After the Kaurav, Sri Krishn and Arjun, riding in their magnificent, sacred chariot drawn by flawlessly white horses (“white” symbolizes purity), also blow their “celestial” conches. “Celestial” means beyond the material world.Yogeshwar Krishn’s transcendental message is a promise to render unto souls the most auspicious, unworldly existence that is beyond the worlds of both mortals and gods, and verily the whole universe (Brahmlok), which are all afflicted with the fear of birth and death. The chariot under his charge is not made of gold and silver and wood; everything about him is celestial, the chariot, the conch and, therefore, also his message. Beyond these worlds there is only the one unique and indescribable God.Sri Krishn’s message is of establishing a direct contact with this Supreme Being.
1.15-“While Hrishikesh (Krishn) blew his conch Panchjanya and Dhananjay (Arjun) the conch named Devdutt, the Vrikodar (Bheem) of awesome deeds blew the great conch Paundr.”
So Hrishikesh (lord of the senses), who knows all the mysteries of the human heart, blows the conch Panchjanya.This is a declaration of his intent to restrain the five organs of perception which correspond to word, touch, form, taste, and smell, and to transmute their inclinations into devotion. Exerting control on the wild senses and disciplining them into faithful servitors is the gift from an accomplished teacher; the gift, indeed, from the admired God.Sri Krishn is a yogi, an ideal teacher. As Arjun says in the Geeta, ” Lord, I am thy disciple.” It is only an accomplished teacher; who make us relinquish all objects of sensual pleasure, and to see and listen to and touch nothing except the coveted God.
Dhananjay (the victor of wealth) is the affectionate devotion that attains to the state of divine exaltation. This devotion is a feeling of tenderness for the desired object, which includes within itself all the experiences of devotees, even pangs of separation and occasional disenchantment and tears.There should be nothing for a devotee except the longed-for God. If the devotion to him is perfect, it embraces the virtues that provide access to the Supreme Spirit. Dhananjay is another name of this faculty. One kind of wealth is the external riches which are needed for physical sustenance,but that has nothing to do with the Self.

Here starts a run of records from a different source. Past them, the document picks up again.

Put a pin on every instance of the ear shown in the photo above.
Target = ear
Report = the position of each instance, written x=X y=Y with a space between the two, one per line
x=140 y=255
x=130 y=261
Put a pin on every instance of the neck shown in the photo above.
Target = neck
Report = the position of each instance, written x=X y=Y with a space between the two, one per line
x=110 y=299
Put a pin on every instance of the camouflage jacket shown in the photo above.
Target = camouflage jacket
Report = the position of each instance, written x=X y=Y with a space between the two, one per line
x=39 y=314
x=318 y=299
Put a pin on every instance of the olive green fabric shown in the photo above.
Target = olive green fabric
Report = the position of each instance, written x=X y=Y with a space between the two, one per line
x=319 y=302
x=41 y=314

The really lasting wealth of man, which he can truly call his own, is realization of his Self, the God within.
In the Brihadaranyak Upanishad, Yagnavalkya teaches the same to his wife Maitreyi when she asks him, “My lord, if this whole earth belonged to me with all its riches, should I through its possession attain immortality?” The sage replies, “No, your life would be like that of the wealthy. None can possibly hope to be immortal through wealth.”
Bheem of awesome deeds blows his great conch Paundr, which denotes sentiment. The heart is the spring as well as the habitat of feeling. This is why Bheem is called Vrikodar, the large-hearted. You are attached to a child, but that attachment belongs essentially to your heart. It only manifests itself in the child. Sentiment is fathomless and mighty, and this sentiment is Bheem’s great conch that is now blown. The affection that he represents is embodied in sentiment. That is why Bheem blows the conch named Paundr.
However, although sentiment is mighty, it can be so only through the medium of love. Goswami Tulsidas admits that he has known the omnipresence of God only through its manifestation in love.